John Felton IV, Chairman of the National Association of Independent Life Brokerage Agencies, Fairfax, Va., testified before a hearing of the capital markets subcommittee of the House Financial Services Committee that NAILBA believes an “optional federal charter” approach would give consumers quicker access to a wider variety of products that would better meet their needs.

“The reduction of costs associated with working with one regulator, not 50, would be reflected in the pricing of products,” Felton testified, according to a written version of his remarks.

“This would have the effect of reducing costs to the consumer, providing consistent agent licensing standards and continuing education requirements,” Felton said.

In addition, centralized control of agent status through a national database would give consumers a higher level of confidence in insurance industry representatives, Felton said.

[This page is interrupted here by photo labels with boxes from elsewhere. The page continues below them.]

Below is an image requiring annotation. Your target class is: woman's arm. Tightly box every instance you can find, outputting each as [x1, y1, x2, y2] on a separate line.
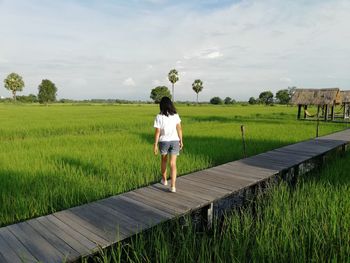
[153, 128, 160, 155]
[176, 123, 184, 150]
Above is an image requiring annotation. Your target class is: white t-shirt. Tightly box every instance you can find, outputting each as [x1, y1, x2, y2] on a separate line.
[153, 114, 181, 142]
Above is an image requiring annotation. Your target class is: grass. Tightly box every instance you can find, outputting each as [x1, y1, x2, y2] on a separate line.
[89, 152, 350, 262]
[0, 104, 344, 226]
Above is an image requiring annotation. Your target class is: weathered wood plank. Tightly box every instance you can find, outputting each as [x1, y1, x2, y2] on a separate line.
[44, 215, 98, 251]
[53, 210, 109, 247]
[27, 219, 79, 261]
[0, 130, 350, 263]
[67, 205, 127, 242]
[91, 202, 145, 236]
[178, 176, 231, 195]
[102, 196, 166, 226]
[8, 222, 64, 262]
[0, 228, 37, 263]
[123, 191, 182, 217]
[37, 216, 96, 258]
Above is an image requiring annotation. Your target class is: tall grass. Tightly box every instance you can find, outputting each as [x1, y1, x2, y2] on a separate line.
[0, 105, 344, 226]
[90, 152, 350, 262]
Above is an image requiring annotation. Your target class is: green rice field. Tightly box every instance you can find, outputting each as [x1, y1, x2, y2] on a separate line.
[0, 104, 346, 229]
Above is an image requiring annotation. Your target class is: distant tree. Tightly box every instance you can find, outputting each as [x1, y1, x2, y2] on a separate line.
[168, 69, 179, 101]
[16, 94, 38, 103]
[210, 97, 223, 105]
[150, 86, 171, 103]
[38, 79, 57, 104]
[224, 97, 236, 104]
[288, 86, 297, 102]
[248, 97, 257, 105]
[4, 73, 24, 101]
[192, 79, 203, 104]
[259, 91, 273, 105]
[276, 89, 291, 104]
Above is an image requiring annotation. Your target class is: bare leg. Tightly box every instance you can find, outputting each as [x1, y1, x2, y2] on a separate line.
[170, 154, 177, 187]
[161, 154, 168, 181]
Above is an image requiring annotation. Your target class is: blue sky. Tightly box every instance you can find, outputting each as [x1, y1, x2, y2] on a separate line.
[0, 0, 350, 100]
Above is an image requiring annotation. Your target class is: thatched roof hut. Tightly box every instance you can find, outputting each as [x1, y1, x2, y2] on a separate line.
[340, 90, 350, 103]
[291, 88, 341, 105]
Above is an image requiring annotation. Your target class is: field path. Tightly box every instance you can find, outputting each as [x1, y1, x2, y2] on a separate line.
[0, 129, 350, 263]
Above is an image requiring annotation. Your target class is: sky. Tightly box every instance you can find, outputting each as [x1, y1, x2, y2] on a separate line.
[0, 0, 350, 101]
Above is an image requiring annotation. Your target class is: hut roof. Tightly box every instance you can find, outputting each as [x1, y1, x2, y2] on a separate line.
[340, 90, 350, 103]
[291, 88, 341, 105]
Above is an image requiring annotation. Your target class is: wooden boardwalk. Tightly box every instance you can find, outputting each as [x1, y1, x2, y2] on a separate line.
[0, 129, 350, 263]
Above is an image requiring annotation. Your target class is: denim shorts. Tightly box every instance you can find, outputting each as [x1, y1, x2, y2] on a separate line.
[159, 141, 180, 155]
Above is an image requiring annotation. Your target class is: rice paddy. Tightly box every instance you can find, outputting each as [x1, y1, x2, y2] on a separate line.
[89, 152, 350, 262]
[0, 104, 344, 231]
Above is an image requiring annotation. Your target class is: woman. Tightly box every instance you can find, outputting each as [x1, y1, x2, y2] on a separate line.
[153, 97, 183, 193]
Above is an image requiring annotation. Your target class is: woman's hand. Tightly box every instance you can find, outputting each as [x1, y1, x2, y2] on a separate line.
[153, 143, 158, 155]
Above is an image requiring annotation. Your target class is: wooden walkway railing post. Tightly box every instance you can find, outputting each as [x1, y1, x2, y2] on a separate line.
[201, 203, 214, 230]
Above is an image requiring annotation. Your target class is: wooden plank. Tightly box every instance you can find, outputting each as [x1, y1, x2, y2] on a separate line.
[53, 210, 109, 247]
[150, 182, 211, 209]
[176, 181, 224, 202]
[8, 222, 64, 262]
[46, 215, 99, 250]
[105, 196, 166, 226]
[202, 169, 256, 188]
[119, 195, 173, 219]
[210, 165, 264, 182]
[27, 219, 79, 261]
[178, 176, 231, 195]
[0, 231, 37, 263]
[37, 216, 96, 257]
[185, 176, 237, 192]
[227, 159, 279, 177]
[133, 187, 191, 213]
[187, 170, 248, 191]
[91, 202, 146, 236]
[123, 191, 183, 216]
[67, 205, 128, 242]
[137, 186, 198, 211]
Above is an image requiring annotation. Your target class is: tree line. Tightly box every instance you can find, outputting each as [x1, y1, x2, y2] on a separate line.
[4, 72, 57, 104]
[4, 72, 296, 105]
[150, 69, 204, 104]
[248, 87, 296, 105]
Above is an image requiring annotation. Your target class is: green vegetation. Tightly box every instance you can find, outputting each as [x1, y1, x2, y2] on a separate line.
[168, 69, 179, 101]
[38, 79, 57, 104]
[4, 73, 24, 101]
[150, 86, 171, 103]
[94, 152, 350, 262]
[192, 79, 203, 104]
[0, 104, 344, 226]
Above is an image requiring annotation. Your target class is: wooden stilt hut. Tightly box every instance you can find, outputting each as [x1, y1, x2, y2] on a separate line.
[291, 88, 341, 121]
[340, 90, 350, 119]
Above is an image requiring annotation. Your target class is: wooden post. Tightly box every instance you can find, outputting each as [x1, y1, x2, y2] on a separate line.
[316, 105, 320, 138]
[201, 203, 214, 230]
[241, 125, 247, 158]
[304, 105, 307, 119]
[298, 104, 301, 120]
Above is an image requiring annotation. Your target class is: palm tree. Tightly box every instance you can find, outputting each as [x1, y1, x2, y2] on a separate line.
[168, 69, 179, 101]
[192, 79, 203, 104]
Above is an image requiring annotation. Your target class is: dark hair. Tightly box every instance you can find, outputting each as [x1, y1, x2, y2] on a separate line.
[159, 97, 177, 116]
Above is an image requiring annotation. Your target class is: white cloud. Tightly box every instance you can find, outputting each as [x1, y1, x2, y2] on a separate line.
[152, 79, 160, 86]
[123, 78, 136, 87]
[0, 0, 350, 100]
[280, 77, 292, 83]
[204, 51, 223, 59]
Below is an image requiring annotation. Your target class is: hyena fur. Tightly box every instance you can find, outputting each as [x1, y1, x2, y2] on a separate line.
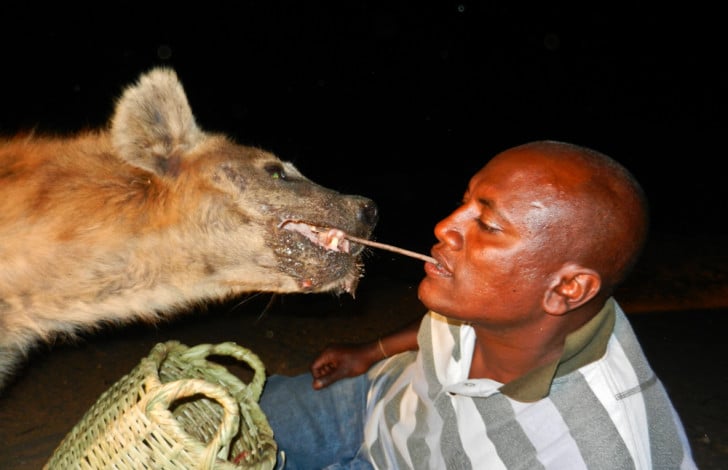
[0, 67, 378, 391]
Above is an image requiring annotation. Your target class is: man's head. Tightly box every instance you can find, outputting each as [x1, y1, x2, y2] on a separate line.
[419, 141, 648, 322]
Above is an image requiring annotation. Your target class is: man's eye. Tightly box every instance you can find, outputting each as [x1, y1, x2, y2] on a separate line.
[477, 219, 500, 233]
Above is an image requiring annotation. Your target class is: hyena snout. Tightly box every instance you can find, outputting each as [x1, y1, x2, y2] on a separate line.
[357, 197, 379, 230]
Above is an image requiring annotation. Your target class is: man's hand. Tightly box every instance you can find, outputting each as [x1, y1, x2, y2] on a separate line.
[311, 341, 384, 390]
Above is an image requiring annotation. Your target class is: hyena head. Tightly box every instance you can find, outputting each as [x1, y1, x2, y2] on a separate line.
[111, 68, 378, 295]
[0, 68, 378, 388]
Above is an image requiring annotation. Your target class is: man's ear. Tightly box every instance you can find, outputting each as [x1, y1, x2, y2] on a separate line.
[543, 265, 602, 315]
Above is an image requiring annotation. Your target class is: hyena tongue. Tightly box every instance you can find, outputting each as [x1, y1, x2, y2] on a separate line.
[279, 220, 351, 254]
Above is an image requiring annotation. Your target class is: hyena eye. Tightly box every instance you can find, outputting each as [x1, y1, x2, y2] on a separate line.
[265, 163, 288, 181]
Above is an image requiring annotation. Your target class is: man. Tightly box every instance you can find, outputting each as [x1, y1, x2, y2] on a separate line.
[261, 141, 695, 470]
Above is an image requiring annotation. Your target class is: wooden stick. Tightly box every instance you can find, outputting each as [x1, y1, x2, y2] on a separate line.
[344, 233, 440, 264]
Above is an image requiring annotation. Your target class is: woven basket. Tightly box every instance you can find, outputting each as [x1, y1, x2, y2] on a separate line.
[44, 341, 277, 470]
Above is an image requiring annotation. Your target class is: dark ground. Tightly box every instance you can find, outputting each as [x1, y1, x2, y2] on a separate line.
[0, 231, 728, 470]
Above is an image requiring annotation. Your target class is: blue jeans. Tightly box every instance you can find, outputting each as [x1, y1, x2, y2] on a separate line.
[260, 374, 372, 470]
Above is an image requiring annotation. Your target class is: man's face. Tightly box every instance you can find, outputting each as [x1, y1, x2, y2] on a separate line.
[419, 152, 578, 328]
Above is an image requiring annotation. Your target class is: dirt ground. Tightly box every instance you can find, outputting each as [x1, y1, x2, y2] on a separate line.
[0, 232, 728, 470]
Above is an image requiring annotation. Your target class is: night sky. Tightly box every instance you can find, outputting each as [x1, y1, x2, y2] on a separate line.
[0, 1, 728, 249]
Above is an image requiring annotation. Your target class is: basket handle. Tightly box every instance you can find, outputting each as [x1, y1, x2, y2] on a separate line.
[181, 341, 266, 402]
[141, 379, 240, 468]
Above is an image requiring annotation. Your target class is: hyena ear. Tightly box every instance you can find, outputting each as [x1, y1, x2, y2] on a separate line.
[111, 68, 205, 176]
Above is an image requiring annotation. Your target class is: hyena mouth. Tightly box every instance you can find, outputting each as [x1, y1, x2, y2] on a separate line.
[278, 219, 364, 256]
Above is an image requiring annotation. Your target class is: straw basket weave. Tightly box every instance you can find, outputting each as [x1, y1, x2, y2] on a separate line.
[44, 341, 277, 470]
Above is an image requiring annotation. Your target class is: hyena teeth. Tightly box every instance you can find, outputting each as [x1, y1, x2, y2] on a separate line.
[278, 220, 351, 254]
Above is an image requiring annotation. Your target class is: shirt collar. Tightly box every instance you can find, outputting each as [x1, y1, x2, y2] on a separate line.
[500, 297, 616, 402]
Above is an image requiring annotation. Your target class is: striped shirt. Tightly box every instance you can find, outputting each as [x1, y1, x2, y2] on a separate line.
[363, 299, 696, 470]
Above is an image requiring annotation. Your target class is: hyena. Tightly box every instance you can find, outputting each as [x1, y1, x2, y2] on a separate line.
[0, 67, 378, 390]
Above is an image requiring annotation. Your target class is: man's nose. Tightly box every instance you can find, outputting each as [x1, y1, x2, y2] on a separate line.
[435, 211, 463, 250]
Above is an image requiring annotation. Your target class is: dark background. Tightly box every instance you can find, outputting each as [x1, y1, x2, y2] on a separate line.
[0, 1, 728, 250]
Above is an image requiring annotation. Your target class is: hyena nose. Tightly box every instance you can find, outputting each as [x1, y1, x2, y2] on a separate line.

Establishing federal regulation of insurance also would help give the insurance equal standing with other financial services industries, Felton testified.

The National Association Insurance and Financial Advisors, Arlington, Va., which did not get to send a witness to the hearing, released a statement of its own saying that NAIFA embraces federal initiatives to improve the regulation of insurance.

NAIFA remains “open to considering any and all regulatory options that will allow our members to better serve their clients,” NAIFA President Jeffrey Taggart says in the statement.

“Simply put, NAIFA favors reform, improvement and progress over the status quo,” Taggart says.

Any regulatory structure “that is responsive to the increasingly mobile and fast paced marketplace in which our members do business” would be supported by NAIFA, Taggart says.

NAIFA members are “long-time supporters of state regulation and remain steadfastly committed to this tradition,” Taggart says.

But Taggart says there are “serious deficiencies” in the state insurance regulatory system.

“Reform is critical to protect consumers and ensure a strong and healthy insurance marketplace,” Taggart says.

Taggart cited the new Interstate Insurance Product Regulation Compact as an example.

The compact, which has created a single office that handles product and form approvals for many different states, “is an undisputed success for the states,” Taggart says.

But the compact has been enacted in only 30 states to date, and the likelihood that it will be enacted in all 50 states is very slim, Taggart says.

Although NAIFA’s regulatory reform policy continues “our century-long support for state regulation of insurance and confirms our commitment to improve the state-based system, we believe the status quo of insurance regulation is detrimental to consumers and NAIFA members,” Taggart says. “Thus, our policy acknowledges that all regulatory reform options are on the table and that NAIFA is willing to consider a breadth of alternatives in our desire to fix the problems confronting us.”